Registering you are full
One of the most important benefits of eating slowly is that it gives your body time to recognize that you’re full.
It takes about twenty minutes from the start of a meal for the brain to send out signals of feeling full. Most people’s meals don’t even last that long!
Imagine the extra calories you could ingest simply because you didn’t allow your body time to register that it no longer required food.

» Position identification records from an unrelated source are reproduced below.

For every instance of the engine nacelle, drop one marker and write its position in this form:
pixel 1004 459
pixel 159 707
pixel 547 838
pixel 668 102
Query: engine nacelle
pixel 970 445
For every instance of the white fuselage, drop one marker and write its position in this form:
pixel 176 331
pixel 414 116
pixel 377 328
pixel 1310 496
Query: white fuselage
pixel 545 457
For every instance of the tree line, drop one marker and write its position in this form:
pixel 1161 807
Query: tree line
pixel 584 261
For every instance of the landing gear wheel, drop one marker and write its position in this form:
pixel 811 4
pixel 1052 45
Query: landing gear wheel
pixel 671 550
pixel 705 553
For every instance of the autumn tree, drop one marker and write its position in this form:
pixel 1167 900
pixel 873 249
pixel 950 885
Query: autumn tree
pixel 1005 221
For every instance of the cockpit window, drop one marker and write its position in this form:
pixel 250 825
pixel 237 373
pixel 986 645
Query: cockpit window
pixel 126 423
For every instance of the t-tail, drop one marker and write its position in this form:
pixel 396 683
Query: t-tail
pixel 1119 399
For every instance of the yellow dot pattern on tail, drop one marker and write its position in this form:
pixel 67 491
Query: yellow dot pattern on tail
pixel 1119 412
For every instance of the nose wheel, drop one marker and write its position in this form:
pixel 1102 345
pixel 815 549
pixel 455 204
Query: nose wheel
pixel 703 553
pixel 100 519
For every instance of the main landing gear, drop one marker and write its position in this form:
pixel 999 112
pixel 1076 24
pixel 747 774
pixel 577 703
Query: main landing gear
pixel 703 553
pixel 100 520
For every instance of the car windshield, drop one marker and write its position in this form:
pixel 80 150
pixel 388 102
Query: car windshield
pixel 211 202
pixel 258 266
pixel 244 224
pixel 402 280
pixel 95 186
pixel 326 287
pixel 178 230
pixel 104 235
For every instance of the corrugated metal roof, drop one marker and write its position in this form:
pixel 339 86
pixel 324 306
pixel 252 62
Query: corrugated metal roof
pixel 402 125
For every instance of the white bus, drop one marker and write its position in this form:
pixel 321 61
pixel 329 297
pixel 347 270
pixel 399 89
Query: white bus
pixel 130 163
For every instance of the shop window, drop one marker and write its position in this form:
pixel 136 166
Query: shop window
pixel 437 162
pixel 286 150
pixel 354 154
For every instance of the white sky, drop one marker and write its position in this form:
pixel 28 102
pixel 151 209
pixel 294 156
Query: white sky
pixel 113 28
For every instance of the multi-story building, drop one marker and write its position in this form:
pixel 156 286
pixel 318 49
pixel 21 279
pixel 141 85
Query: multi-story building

Now imagine the effect of those extra calories on your weight.
Improve your digestion
Chewing breaks down large chunks of food into smaller particles, as do the enzymes in your saliva, which puts less stress on the stomach.
Failing to chew food well can cause indigestion. Eating too fast can cause you to swallow air excessively, leading to bloating.
Take your time to enjoy the flavours
Prolonging the time it takes you to eat a meal will enable you to experience more of the flavors, textures, and aromas of the food on your plate.
In essence, eating will become more interesting when you slow down!
So how can we learn to eat slower!?
We have listed a few options below.
Try one and let us know how you get on!
Do something between bites.
Pacing yourself is easier when you have a specific action in mind to break up mouthfuls of food.
Between bites, try setting down your fork, taking a breath, taking a sip of water, or asking someone at the table a question.
Eat foods that need to really be chewed.
Minimally processed lean proteins, fruits, and vegetables, whole grains, beans, and legumes require more time and effort to eat.
The more you have to chew, the longer it’ll take you to eat, giving your fullness signals a chance to catch up. Try counting at least 20 "chews" before swallowing.
Add just one minute.
When you start your meal, start the clock or use an app to time yourself.
Stretch out that meal as long as you can. Then try to make your next meal last one minute longer.